(3) all Cash received as equity contributions from the BDC will constitute Principal Proceeds unless specified by the Collateral Manager pursuant to Section 10.05.
“Interest Rate” means, for any Interest Accrual Period and for each Advance outstanding by a Lender for each day during such Interest Accrual Period:
(a) (i) for Advances constituting Eurocurrency Borrowings, a rate per annum equal to the Adjusted Eurocurrency Rate for such Borrowing, and (ii) for Advances constituting RFR Borrowings, a rate per annum equal to the Daily Simple RFR plus, in each case, the Applicable Margin; and
(b) with respect to any Swingline Advance, a rate equal to the Base Rate plus the Applicable Margin minus 1.00% per annum.
“Interim Order” means an order, judgment, decree or ruling entered after notice and a hearing conducted in accordance with Bankruptcy Rule 4001(c) granting interim authorization, the operation or effect of which has not been stayed, reversed or amended.
“Investment Company Act” means the Investment Company Act of 1940, as amended, and the rules and regulations promulgated thereunder.
“Investment Criteria” means the criteria specified in Section 10.02(a).
“IRS” means the U.S. Internal Revenue Service.
“Law” means any action, code, consent decree, constitution, decree, directive, enactment, finding, guideline, law, injunction, interpretation, judgment, order, ordinance, policy statement, proclamation, promulgation, regulation, requirement, rule, rule of law, rule of public policy, settlement agreement, statute, or writ, of any Governmental Authority, or any particular section, part or provision thereof.
“LBO Loan” means any Collateral Loan (a) the proceeds of which are used to finance the acquisition of the Obligor by the sponsor thereof and (b) that has an Obligor with equity of less than 25% of its total capitalization at the time of such acquisition, as determined by the Collateral Manager in its commercially reasonable discretion.

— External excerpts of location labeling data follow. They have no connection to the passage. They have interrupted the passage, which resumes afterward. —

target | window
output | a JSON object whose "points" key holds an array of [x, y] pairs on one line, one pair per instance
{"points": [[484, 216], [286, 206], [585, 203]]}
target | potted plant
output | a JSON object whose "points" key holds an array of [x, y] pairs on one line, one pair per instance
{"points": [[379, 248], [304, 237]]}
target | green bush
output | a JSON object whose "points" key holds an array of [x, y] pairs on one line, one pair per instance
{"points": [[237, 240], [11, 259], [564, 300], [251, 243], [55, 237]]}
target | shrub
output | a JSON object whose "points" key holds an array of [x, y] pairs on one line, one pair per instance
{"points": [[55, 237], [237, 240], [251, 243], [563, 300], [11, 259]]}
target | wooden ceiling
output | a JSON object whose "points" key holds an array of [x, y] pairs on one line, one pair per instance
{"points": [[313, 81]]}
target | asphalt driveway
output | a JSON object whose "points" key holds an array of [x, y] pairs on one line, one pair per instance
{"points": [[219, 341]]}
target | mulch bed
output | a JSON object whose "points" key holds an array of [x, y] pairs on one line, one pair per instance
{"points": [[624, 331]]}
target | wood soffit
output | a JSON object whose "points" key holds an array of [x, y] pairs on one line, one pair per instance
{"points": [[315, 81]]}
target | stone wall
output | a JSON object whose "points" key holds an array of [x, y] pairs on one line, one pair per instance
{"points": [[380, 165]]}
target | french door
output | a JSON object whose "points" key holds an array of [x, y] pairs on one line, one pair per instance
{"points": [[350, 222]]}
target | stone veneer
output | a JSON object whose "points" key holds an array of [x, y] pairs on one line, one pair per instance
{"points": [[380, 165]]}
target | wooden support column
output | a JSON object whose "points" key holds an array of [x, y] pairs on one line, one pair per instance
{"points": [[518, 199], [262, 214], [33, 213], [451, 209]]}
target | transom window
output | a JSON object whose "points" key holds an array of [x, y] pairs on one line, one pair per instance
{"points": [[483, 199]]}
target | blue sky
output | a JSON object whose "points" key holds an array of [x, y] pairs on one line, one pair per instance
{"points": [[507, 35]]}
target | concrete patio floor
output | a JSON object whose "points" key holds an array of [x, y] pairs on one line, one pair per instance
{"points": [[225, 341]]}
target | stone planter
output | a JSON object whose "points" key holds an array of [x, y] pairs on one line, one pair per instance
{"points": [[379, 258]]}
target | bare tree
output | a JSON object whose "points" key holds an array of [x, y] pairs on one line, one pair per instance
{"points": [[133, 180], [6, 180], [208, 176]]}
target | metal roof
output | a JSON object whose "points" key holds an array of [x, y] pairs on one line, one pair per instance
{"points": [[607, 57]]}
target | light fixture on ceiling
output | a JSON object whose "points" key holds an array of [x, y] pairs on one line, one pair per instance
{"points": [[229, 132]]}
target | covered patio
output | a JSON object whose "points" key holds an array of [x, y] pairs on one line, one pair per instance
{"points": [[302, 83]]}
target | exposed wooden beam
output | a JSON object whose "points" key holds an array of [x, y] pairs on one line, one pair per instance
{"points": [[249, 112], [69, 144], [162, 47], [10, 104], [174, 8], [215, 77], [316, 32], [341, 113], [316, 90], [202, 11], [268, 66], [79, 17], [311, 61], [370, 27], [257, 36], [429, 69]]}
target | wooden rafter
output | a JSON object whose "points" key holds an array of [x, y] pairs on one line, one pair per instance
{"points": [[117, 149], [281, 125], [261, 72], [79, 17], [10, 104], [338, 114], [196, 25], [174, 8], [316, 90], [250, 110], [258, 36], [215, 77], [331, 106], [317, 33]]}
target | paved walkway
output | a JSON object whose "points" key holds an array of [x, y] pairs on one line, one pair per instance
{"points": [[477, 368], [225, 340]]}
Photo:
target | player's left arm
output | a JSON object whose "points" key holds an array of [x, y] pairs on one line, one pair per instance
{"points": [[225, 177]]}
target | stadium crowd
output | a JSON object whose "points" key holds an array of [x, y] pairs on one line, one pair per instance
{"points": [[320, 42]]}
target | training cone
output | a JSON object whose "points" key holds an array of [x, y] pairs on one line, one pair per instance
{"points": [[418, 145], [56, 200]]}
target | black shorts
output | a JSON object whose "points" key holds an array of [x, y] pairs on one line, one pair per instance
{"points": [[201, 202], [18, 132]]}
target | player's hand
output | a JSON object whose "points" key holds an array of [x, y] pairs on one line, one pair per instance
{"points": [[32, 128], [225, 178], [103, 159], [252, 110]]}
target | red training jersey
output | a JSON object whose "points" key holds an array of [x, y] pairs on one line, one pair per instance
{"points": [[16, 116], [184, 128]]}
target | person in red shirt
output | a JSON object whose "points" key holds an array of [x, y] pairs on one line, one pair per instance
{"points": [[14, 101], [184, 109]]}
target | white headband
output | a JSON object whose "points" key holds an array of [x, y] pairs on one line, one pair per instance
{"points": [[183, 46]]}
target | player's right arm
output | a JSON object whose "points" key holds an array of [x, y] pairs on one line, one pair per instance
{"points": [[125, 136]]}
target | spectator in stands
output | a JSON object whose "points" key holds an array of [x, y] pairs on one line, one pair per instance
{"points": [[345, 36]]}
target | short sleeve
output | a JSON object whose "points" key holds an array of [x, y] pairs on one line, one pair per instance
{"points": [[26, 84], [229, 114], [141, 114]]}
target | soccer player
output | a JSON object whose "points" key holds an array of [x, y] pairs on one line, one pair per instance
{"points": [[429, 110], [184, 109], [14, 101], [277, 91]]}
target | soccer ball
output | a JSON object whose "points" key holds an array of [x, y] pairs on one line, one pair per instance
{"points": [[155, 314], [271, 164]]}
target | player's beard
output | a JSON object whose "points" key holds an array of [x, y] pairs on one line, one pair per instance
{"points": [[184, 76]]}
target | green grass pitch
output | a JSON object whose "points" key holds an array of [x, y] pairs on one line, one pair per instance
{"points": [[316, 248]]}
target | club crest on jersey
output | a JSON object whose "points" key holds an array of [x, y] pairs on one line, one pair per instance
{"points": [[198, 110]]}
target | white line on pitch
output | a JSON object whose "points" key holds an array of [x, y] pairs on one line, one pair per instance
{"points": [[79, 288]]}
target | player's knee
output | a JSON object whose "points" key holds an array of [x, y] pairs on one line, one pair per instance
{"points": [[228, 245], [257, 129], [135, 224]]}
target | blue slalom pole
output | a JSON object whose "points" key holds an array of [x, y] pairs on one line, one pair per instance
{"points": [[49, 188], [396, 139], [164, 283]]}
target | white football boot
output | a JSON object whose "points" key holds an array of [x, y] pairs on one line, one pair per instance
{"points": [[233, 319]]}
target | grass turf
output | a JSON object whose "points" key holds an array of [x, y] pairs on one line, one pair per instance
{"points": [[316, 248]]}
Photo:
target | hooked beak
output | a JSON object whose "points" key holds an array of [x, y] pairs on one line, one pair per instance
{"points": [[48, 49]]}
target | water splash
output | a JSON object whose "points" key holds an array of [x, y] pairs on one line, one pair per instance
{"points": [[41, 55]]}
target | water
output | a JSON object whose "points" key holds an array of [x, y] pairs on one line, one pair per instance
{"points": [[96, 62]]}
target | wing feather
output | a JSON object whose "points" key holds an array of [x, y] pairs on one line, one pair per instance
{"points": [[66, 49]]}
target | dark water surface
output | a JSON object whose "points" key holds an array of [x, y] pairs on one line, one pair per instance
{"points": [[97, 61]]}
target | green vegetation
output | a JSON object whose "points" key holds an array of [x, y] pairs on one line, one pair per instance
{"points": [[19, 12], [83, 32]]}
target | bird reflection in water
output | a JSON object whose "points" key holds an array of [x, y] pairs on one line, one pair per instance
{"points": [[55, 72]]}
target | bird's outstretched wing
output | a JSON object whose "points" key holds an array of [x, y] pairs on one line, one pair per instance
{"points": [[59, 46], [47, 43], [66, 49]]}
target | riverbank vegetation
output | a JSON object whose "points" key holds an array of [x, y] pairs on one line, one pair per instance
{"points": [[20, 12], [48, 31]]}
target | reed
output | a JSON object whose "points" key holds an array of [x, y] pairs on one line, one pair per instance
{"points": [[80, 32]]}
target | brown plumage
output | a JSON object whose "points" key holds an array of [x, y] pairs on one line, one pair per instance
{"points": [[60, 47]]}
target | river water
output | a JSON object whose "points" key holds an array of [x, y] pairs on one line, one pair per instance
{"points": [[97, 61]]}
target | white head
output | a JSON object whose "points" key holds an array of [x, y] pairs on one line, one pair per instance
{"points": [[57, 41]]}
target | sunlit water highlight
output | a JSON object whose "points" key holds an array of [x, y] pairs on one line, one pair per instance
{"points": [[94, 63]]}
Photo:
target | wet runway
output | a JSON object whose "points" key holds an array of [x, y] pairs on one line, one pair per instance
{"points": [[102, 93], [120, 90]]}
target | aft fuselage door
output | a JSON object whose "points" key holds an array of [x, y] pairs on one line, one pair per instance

“Lender Fee Letter” means, collectively, (i) that certain Lender Fee Letter, dated as of the date hereof, by and among the Lenders, the Borrower and the Administrative Agent, as the same may be amended or amended and restated from time to time, and (ii) any upfront fee letters entered into by and among any Lender and the Borrower.
“Lenders” means the Persons listed on Schedule 1 and any other Person that shall have become a party hereto in accordance with the terms hereof pursuant to an Assignment and Acceptance, other than any such Person that ceases to be a party hereto pursuant to an Assignment and Acceptance. Unless the context otherwise requires, the term “Lenders” includes the Swingline Lender.